Die Abenteuer sind in verschiedenen Heften zu finden, das dickste davon ist jenes über den Ort „Dragonholt“, in den man regelmäßig zurückkehrt. Dort nutzt man ebenso eine Karte, von der aus der Spieler unterschiedliche Orte ansteuern kann. Je nach Tag und Tageszeit ändern sich die Dinge. Und dann und wann wird der Spieler ins Abenteuer außerhalb der Stadtmauern geschickt. Dann kommen die anderen Abenteuerbücher ins Spiel.
Material und Setup
Das Spielmaterial ist gut. Es gibt fast keine Illustrationen, man muss sich auf seine Vorstellungskraft verlassen. Es gibt einige zusätzliche, physische Komponenten: Zwanzig Gegenstandskarten, die erwähnte Karte des Ortes, ein Tagebuch und einen Brief. Diese sind gut gemacht und stützen die Atmosphäre. Aber wie gesagt: Das Spiel basiert auf dem geschriebenen Wort.
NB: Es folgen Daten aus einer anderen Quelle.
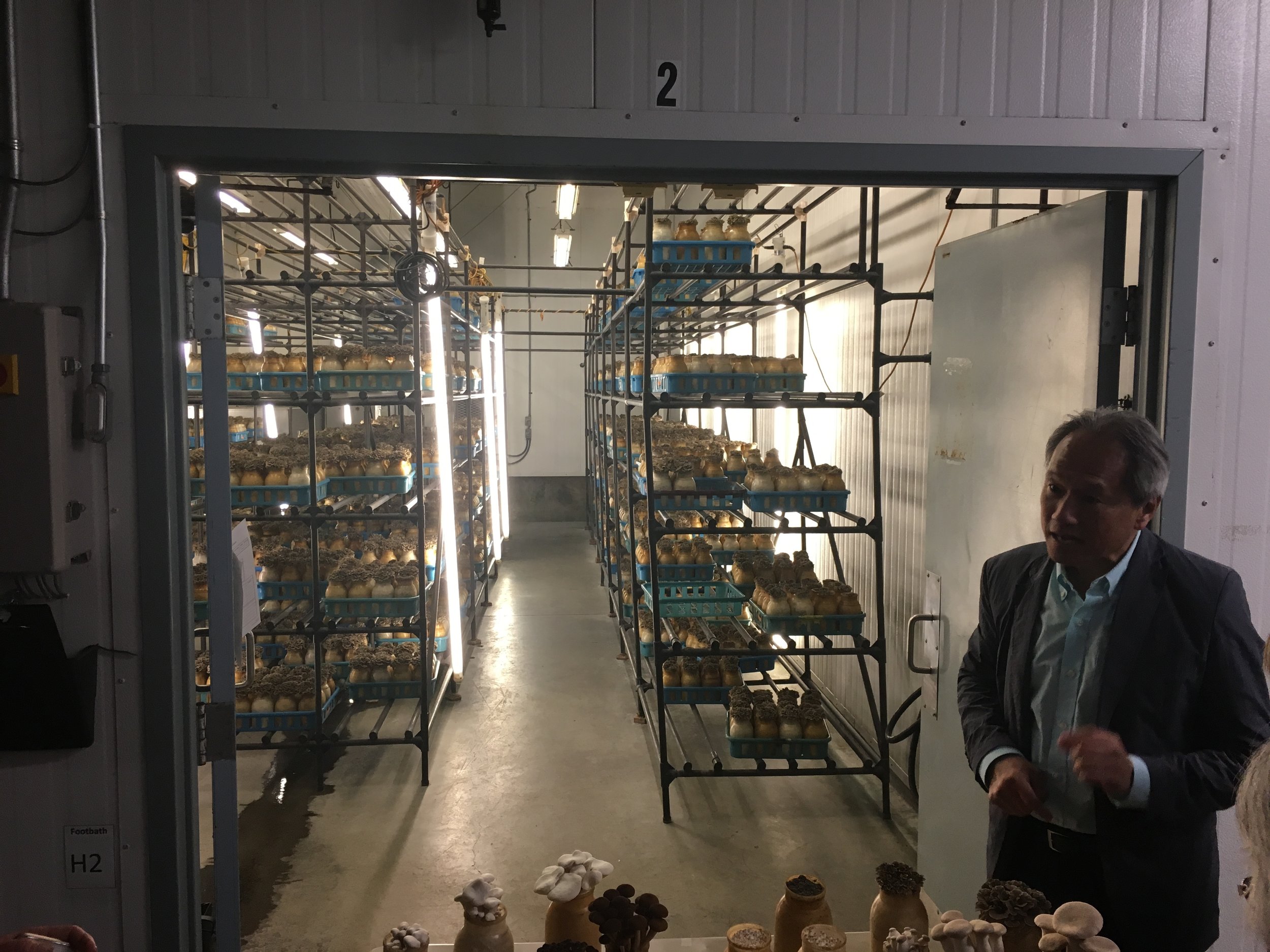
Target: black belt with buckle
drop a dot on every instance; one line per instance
(1065, 841)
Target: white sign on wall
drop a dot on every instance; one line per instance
(89, 852)
(667, 84)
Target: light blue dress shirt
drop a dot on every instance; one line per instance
(1066, 681)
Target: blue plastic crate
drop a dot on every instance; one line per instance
(677, 573)
(383, 690)
(263, 496)
(851, 625)
(780, 382)
(696, 600)
(712, 493)
(371, 607)
(377, 485)
(357, 381)
(723, 257)
(778, 749)
(283, 381)
(801, 502)
(283, 590)
(290, 721)
(704, 382)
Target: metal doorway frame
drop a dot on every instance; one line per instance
(1174, 176)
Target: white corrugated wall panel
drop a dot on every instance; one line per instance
(1081, 59)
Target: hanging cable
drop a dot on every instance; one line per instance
(912, 318)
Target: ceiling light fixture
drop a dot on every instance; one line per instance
(567, 201)
(253, 329)
(234, 204)
(398, 192)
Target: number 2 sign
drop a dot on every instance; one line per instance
(667, 89)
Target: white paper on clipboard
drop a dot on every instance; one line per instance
(247, 606)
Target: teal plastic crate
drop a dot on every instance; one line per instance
(283, 381)
(263, 496)
(702, 600)
(780, 382)
(703, 382)
(383, 690)
(812, 625)
(814, 502)
(290, 721)
(677, 573)
(778, 749)
(377, 485)
(371, 607)
(357, 381)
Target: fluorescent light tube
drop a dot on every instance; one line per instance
(567, 201)
(253, 329)
(234, 204)
(398, 192)
(492, 468)
(560, 245)
(446, 471)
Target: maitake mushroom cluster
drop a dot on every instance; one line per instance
(482, 899)
(958, 935)
(572, 875)
(405, 937)
(1011, 903)
(1073, 927)
(628, 923)
(900, 879)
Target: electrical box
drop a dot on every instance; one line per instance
(44, 519)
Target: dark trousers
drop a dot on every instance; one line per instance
(1066, 867)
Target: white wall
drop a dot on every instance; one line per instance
(492, 220)
(1180, 74)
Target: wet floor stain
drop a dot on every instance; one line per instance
(271, 828)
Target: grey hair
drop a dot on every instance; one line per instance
(1254, 822)
(1147, 474)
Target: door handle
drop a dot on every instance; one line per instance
(912, 628)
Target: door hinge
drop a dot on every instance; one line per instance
(209, 308)
(1122, 316)
(216, 733)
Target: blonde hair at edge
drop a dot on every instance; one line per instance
(1253, 811)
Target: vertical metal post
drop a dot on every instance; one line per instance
(224, 634)
(879, 562)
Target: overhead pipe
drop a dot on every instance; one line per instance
(13, 164)
(97, 397)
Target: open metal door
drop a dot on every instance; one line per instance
(224, 590)
(1018, 332)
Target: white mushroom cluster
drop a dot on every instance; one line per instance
(957, 933)
(481, 898)
(906, 941)
(1073, 927)
(405, 937)
(572, 875)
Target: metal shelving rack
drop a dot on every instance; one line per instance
(743, 300)
(361, 304)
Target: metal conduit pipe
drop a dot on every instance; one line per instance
(13, 161)
(97, 397)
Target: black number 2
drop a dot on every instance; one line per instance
(672, 73)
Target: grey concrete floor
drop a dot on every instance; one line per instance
(539, 758)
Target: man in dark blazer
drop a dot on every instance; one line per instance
(1112, 696)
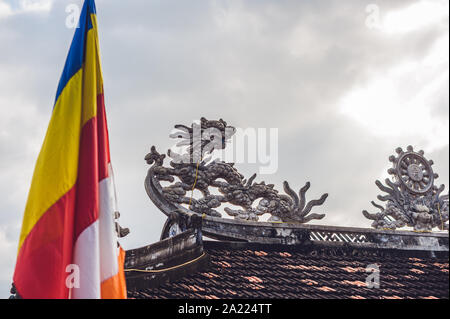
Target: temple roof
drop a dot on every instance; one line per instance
(264, 271)
(185, 266)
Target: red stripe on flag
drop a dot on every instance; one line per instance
(86, 210)
(46, 252)
(48, 248)
(104, 157)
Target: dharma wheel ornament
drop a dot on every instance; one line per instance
(412, 198)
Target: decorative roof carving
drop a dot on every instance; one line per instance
(194, 170)
(412, 199)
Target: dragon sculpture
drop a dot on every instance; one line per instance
(192, 170)
(411, 198)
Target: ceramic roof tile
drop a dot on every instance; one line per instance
(263, 273)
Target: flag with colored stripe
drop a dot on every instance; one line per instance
(68, 245)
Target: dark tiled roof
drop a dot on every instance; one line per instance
(281, 272)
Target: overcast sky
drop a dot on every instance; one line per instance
(345, 83)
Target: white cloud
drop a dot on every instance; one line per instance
(25, 6)
(418, 15)
(36, 5)
(5, 10)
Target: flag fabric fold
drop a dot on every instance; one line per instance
(69, 216)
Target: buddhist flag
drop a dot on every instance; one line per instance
(68, 245)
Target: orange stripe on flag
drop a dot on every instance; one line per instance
(115, 287)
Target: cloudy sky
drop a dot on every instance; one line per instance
(345, 83)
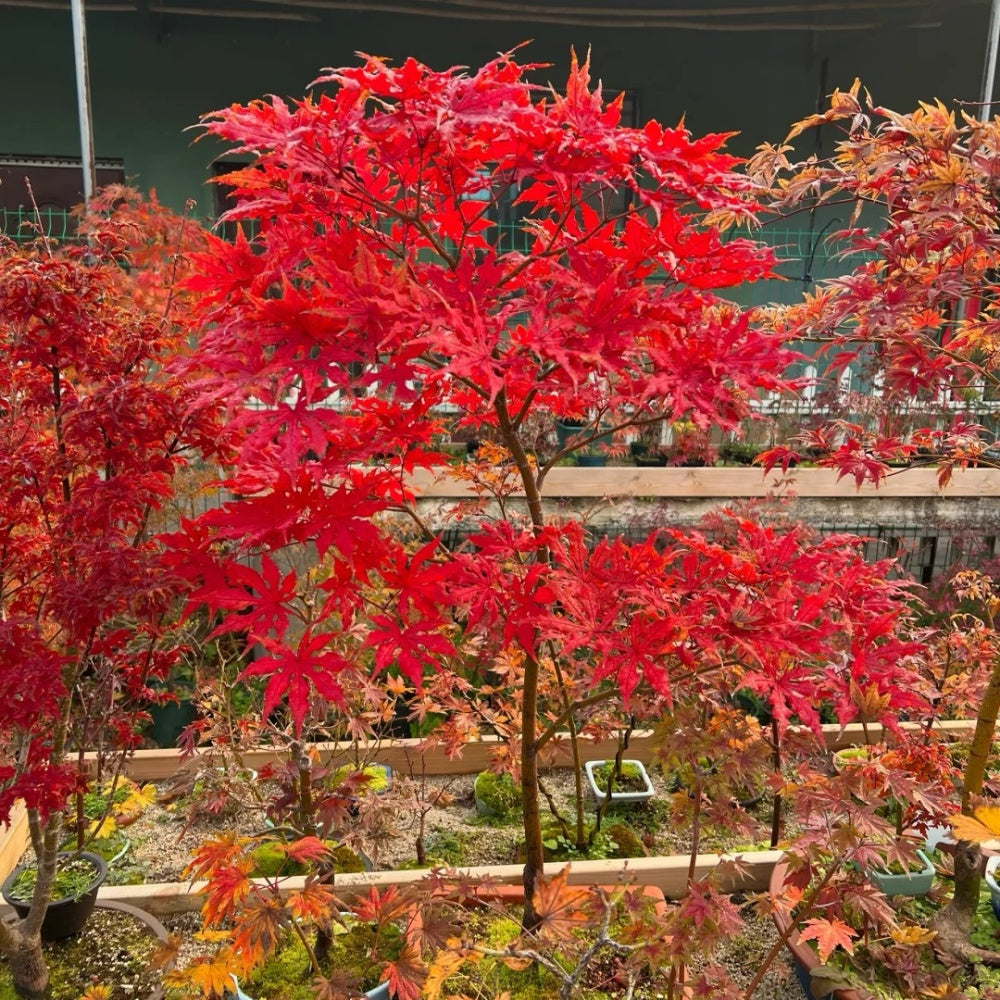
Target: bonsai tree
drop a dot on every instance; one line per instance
(91, 430)
(376, 294)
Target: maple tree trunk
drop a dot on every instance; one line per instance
(534, 851)
(26, 962)
(954, 921)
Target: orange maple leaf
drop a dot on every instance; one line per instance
(983, 824)
(559, 906)
(313, 903)
(226, 891)
(406, 975)
(829, 935)
(211, 975)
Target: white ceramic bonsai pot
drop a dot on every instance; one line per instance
(916, 882)
(592, 766)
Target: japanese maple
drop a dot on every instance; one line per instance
(378, 294)
(917, 313)
(91, 430)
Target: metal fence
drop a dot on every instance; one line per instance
(925, 554)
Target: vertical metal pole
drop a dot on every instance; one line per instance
(83, 100)
(990, 66)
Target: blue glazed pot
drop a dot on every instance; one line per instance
(911, 883)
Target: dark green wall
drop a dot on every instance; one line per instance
(148, 88)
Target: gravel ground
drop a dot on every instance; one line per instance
(164, 835)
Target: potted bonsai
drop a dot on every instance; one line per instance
(88, 406)
(73, 894)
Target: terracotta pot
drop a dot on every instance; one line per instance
(804, 957)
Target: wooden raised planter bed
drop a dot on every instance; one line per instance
(726, 482)
(667, 873)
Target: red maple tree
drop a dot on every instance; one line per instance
(91, 431)
(380, 294)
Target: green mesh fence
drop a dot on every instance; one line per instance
(28, 224)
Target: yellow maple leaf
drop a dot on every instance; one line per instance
(211, 975)
(96, 993)
(983, 824)
(100, 830)
(912, 934)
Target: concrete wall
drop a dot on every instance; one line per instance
(152, 78)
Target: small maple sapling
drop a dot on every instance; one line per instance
(377, 294)
(91, 430)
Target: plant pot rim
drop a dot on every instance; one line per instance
(647, 793)
(802, 953)
(151, 924)
(100, 874)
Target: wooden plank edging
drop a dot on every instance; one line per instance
(151, 765)
(725, 483)
(668, 873)
(404, 755)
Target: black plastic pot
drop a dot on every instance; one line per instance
(169, 720)
(63, 917)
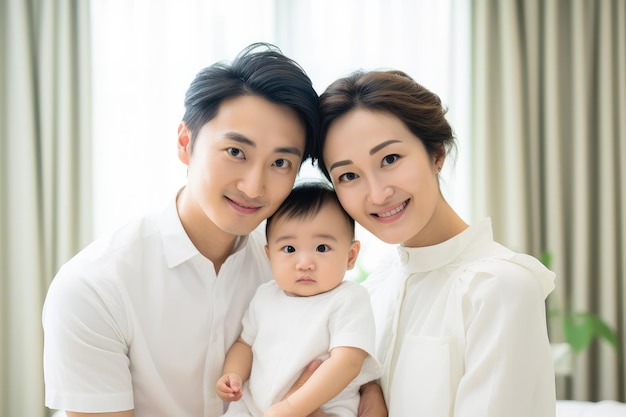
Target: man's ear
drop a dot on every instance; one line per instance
(439, 159)
(184, 143)
(355, 247)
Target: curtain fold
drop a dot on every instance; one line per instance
(45, 178)
(549, 113)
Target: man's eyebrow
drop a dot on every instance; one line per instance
(238, 137)
(382, 145)
(339, 164)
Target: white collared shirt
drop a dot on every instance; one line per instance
(461, 330)
(140, 320)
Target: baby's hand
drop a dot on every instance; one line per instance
(229, 387)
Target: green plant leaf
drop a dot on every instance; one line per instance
(578, 330)
(603, 331)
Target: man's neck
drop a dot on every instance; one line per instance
(212, 242)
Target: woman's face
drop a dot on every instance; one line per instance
(383, 175)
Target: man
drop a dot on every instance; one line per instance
(138, 323)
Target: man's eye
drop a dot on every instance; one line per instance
(322, 248)
(289, 249)
(390, 159)
(348, 176)
(237, 153)
(282, 163)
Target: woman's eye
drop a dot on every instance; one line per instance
(390, 159)
(288, 249)
(348, 176)
(322, 248)
(282, 163)
(237, 153)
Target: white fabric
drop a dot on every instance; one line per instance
(461, 330)
(140, 320)
(286, 333)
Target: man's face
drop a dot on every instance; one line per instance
(243, 164)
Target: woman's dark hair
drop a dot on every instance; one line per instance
(261, 70)
(305, 201)
(392, 92)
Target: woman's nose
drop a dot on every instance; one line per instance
(379, 192)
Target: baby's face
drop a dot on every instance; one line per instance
(310, 256)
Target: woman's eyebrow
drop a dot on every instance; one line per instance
(382, 145)
(339, 164)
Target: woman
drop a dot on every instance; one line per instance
(461, 323)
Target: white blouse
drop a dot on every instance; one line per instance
(461, 330)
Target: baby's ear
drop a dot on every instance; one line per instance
(355, 247)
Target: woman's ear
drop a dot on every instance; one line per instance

Das Setup nimmt fast keine Zeit in Anspruch. Ein Blatt Papier, ein Stift und die Abenteuerhefte, und schon kann es losgehen.
Fazit
Insgesamt hat mich „Legacy of Dragonholt“ überrascht. Ich kann mich nicht erinnern, wann mich das letzte Mal ein Spiel derart in seine Welt hat eintauchen lassen. Gerade bei Standard-Fantasy hätte ich dies nicht erwartet. Ich durchlebte sehr intensive und dramatische Momente, in denen die Zeit verflog und ich das Spiel nicht aus der Hand geben wollte. Wenn ich jetzt darüber nachdenke, drängt es mich, nach Dragonholt zurückzukehren um zum nächsten Abenteuer aufzubrechen.
Da ich ausschließlich solo gespielt habe, kann ich mir ein Urteil über den Mehrspieler-Modus nicht erlauben. Ich kann mir gut vorstellen, dass es mit den richtigen Leuten auch in der Gruppe Spaß macht – das Konzept scheint jedoch sehr auf Einzelspieler abzuzielen.
„Legacy of Dragonholt“ bietet viele Stunden Spielspaß, und die Wiederspielbarkeit dürfte gerade mit einem anderen Charakter (und anderen Skills) gegeben sein. Es bleibt zu hoffen, dass Fantasy Flight weitere Abenteuer veröffentlicht, entweder in Terrinoth oder in einem komplett anderen Setting (Lovcraft bitte!).
Ich bin sehr dankbar für die Erfahrung mit „Legacy of Dragonholt“. Die Designer verdienen hohes Lob. Es ist ein außergewöhnliches Spiel – man spürt, dass es mit Sorgfalt designt wurde, dass die Spielelemente gut durchdacht und die Erzähl- und Spielmechanismen sinnvoll ausbalanciert sind. Man muss sich jedoch im Klaren darüber sein, was man bekommt – eine Fantasy-Geschichte mit cleveren Spielelementen. Ich denke, die Meinungen über „Legacy of Dragonholt“ werden stark auseinandergehen. Fest steht, dass wir hier ein Qualitätsprodukt vor uns haben. Und für viele – einschließlich meiner selbst – ist es viel, viel mehr.